Edit: Editing my comment to include some resources that could help with this in case people were interested:
https://github.com/peakoss/anti-slop
and
https://github.com/mitchellh/vouch
are two approaches to try and combat this.
Also it looks like Github is aware of the issue and possibly doing something about it: https://www.theregister.com/2026/02/03/github_kill_switch_pull_requests_ai/
But it remains to be seen if they’ll actually address it, given that MS is their parent company and they own OpenAI…
I’m concerned that this AI slop will hinder Godot to become a better alternative to untiy/unreal. May the bubble pop soon enough.
Considering the latest news from Unity, all Godot has to do is exist to become a better alternative.
Man Unity has a knack for kneecapping themselves out of relevance.
Jesus christ, maybe it is actually time to jump off a bridge. I can’t handle this future being forced on us.
wait for it to actually all go down the drain. can always do it when it does. no need to be premature
I mean unreal is not a bad engine but the main problem with it is the company:
And there are in-house/bespoke engines that that ain’t for everyone.
But i hope godot does well.I’m biased but I would say unreal has been a “bad engine” (still better than unity regardless of parent company) because it encourages bloat and is bloated. Is it really that good once you remove it’s graphics fidelity? (Genuine question because I abandoned it before deep diving into it) We really need to go back to the roots of lightweight and optimized “apps” such as Godot.
I think the graphics part i agree, but isnt the main purpose developers use UE Over Unity is Graphics???
And for optimizations, I heard that its the developers fault for the optimization. (Or atleast one of my friends who is a UE dev told me)There’s probably a ton of reasons why someone would want to use unreal. Blueprints for example.
As far as “it’s the devs fault”, the unreal editor itself takes forever to load and requires installation vs Godot being nearly instant and portable binary. Systems like nanite or lumen while cool have been reported by some as traps that can make games feel really unoptimized.
Oh I see.
I forgot about blueprints as a alternative To C++ (sometimes simplified sometimes native)
I do not think the bubble popping will fix this.
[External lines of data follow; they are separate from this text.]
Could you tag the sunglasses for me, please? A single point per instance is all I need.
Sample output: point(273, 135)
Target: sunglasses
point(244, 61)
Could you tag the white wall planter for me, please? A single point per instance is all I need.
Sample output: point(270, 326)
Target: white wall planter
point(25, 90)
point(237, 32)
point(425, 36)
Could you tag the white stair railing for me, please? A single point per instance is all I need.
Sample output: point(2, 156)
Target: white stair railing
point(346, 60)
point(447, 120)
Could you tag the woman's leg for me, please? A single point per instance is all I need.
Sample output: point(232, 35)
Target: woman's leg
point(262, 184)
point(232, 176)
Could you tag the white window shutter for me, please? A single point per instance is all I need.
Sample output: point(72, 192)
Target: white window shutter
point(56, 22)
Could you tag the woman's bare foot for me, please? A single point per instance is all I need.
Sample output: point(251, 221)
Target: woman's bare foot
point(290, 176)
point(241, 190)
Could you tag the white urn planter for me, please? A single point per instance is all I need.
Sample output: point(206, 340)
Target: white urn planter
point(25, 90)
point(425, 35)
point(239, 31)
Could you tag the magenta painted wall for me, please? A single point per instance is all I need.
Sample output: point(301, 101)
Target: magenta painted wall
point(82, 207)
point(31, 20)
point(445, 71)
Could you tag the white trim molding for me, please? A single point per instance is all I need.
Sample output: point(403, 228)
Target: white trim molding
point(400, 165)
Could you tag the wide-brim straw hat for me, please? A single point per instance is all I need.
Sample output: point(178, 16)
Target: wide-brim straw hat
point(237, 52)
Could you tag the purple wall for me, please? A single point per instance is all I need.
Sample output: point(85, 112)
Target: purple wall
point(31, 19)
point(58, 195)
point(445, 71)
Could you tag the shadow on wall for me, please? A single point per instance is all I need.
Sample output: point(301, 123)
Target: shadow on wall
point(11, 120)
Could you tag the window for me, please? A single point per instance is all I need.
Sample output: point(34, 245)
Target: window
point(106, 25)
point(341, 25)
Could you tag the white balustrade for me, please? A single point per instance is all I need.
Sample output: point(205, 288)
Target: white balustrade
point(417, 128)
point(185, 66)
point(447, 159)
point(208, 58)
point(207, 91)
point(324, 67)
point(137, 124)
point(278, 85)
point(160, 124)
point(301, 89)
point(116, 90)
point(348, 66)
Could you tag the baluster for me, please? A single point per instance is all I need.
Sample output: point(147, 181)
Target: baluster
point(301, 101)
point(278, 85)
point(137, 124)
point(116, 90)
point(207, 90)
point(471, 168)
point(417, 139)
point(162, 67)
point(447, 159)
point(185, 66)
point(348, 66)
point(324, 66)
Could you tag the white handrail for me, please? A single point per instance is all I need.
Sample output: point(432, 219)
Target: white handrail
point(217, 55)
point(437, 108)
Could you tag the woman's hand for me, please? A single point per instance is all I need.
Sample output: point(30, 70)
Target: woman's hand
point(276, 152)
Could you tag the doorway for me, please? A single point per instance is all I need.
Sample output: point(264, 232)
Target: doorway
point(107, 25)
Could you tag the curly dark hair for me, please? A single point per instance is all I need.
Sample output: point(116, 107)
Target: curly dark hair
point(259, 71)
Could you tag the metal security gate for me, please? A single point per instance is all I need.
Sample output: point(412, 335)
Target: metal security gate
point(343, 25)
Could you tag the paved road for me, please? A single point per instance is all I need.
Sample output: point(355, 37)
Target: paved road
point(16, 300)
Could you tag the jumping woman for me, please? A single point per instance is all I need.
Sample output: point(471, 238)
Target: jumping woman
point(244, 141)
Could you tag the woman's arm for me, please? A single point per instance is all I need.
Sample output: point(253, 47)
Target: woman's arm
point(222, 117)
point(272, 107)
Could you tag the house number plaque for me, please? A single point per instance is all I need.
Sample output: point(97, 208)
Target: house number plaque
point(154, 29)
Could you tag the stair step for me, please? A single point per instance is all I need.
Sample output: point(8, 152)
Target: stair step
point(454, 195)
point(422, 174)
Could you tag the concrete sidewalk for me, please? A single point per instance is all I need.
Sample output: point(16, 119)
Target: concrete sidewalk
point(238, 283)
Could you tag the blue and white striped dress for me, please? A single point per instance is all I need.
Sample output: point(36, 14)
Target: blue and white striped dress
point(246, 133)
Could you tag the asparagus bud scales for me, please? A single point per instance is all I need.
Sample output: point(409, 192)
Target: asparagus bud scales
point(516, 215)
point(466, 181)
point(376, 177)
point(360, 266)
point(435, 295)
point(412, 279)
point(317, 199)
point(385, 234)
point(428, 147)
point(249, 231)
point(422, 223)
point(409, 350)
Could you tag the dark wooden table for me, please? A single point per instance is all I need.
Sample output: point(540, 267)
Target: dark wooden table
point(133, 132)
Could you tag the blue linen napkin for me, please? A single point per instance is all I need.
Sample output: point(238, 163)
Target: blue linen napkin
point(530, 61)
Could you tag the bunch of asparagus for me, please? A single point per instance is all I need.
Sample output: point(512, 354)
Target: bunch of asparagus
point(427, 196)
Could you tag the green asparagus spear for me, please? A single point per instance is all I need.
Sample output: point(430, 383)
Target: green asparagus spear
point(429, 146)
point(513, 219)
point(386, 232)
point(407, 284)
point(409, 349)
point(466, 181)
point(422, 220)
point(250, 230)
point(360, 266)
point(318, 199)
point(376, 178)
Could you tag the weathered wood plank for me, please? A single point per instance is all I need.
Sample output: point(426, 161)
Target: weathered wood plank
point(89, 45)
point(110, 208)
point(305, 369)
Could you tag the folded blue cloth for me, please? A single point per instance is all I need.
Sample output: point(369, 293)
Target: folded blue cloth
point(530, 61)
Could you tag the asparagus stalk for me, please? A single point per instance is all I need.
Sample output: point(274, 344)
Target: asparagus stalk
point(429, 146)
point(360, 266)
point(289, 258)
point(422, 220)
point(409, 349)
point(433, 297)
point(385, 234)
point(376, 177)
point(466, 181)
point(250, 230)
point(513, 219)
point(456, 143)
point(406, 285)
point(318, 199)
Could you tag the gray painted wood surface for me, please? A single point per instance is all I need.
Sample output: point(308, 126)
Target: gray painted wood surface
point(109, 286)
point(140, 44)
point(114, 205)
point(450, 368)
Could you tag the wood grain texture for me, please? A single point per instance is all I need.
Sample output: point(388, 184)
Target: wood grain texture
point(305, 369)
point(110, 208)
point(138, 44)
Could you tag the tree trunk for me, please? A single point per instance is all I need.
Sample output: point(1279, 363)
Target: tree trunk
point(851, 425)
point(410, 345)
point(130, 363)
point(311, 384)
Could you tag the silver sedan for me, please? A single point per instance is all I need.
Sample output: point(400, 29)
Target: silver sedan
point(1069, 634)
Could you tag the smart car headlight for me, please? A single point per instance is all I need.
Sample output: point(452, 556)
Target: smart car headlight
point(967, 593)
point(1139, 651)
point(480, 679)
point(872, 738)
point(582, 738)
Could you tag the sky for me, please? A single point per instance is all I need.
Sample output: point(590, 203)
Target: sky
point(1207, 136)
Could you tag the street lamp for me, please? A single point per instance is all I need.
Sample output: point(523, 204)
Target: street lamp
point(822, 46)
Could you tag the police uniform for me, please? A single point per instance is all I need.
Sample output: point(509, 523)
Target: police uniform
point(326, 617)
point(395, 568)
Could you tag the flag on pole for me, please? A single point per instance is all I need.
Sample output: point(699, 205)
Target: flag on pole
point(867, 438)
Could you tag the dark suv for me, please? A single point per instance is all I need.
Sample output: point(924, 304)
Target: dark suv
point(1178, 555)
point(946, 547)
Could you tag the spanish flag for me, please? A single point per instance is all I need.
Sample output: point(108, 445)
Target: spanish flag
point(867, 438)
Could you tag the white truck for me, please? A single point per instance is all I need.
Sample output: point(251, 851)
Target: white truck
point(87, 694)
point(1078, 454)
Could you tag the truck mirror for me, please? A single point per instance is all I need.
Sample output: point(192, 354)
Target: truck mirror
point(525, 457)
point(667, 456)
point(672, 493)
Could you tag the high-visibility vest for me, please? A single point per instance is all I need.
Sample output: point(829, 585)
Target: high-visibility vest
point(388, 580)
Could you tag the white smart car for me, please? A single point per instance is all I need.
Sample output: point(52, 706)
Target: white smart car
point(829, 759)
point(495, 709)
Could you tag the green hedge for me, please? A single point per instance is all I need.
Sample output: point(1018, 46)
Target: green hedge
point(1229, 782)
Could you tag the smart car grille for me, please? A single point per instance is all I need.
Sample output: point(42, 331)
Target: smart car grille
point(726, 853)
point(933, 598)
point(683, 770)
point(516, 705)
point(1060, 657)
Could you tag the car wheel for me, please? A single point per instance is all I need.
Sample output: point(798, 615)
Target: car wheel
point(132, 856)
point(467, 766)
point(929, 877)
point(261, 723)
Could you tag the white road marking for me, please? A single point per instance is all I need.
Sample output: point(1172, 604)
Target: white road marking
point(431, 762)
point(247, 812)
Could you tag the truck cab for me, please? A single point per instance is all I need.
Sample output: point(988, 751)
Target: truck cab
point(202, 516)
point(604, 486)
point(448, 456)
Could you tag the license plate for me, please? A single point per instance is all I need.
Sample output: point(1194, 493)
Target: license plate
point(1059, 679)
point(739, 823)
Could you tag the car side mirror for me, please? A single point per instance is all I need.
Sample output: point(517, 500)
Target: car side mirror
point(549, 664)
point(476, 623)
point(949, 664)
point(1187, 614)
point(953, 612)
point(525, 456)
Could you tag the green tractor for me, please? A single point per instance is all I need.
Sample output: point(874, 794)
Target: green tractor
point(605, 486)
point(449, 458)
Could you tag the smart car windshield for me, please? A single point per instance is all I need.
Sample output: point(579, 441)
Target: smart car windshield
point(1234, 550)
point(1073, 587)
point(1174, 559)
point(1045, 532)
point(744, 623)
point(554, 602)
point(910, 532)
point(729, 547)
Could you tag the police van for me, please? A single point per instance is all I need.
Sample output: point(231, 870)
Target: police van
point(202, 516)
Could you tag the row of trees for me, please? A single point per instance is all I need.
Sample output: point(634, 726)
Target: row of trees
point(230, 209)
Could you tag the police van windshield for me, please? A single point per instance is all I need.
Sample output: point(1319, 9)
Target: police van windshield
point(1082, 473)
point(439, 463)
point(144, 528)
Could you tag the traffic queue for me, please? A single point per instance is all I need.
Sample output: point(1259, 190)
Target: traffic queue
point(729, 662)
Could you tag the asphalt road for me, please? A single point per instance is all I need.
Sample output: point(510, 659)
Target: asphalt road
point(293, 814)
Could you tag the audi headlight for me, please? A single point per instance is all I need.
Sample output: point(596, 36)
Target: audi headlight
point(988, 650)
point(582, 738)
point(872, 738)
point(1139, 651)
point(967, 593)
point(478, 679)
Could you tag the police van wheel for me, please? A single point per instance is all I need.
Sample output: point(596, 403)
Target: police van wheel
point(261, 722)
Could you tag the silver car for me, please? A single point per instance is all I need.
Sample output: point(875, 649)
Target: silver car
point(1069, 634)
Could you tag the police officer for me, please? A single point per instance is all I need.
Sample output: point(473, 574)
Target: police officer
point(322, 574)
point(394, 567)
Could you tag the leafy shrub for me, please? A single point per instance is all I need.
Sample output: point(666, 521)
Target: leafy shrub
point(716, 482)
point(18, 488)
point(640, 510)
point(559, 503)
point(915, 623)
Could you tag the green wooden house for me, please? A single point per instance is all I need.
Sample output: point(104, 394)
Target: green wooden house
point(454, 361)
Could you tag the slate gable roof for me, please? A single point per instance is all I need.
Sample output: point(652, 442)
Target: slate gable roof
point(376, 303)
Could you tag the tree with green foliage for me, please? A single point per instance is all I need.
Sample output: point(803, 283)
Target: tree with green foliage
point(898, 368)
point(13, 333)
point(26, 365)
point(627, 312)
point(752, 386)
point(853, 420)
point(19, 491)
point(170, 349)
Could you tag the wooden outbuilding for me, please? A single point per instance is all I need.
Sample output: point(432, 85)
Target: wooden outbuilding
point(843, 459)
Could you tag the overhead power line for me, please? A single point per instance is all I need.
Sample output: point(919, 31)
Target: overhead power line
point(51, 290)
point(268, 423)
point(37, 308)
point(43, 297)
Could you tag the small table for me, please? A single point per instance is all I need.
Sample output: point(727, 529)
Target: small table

- people are incentivized to make plausible looking submissions regularly for jobs. The bubble popping will not remove the need for jobs or metrics.
- the AI tools required to make OK submissions are already developed, with open source alternatives and many potential places they can be hosted. I think hosting will get cheaper if the bubble pops, as all those data centers come online and look to sell compute.
We need some combination of:
- Different incentives for contributors; companies stop caring about regular code contributions.
- Strict submission criteria that’s very cheap to enforce.
These are human problems, but annoying difficult ones.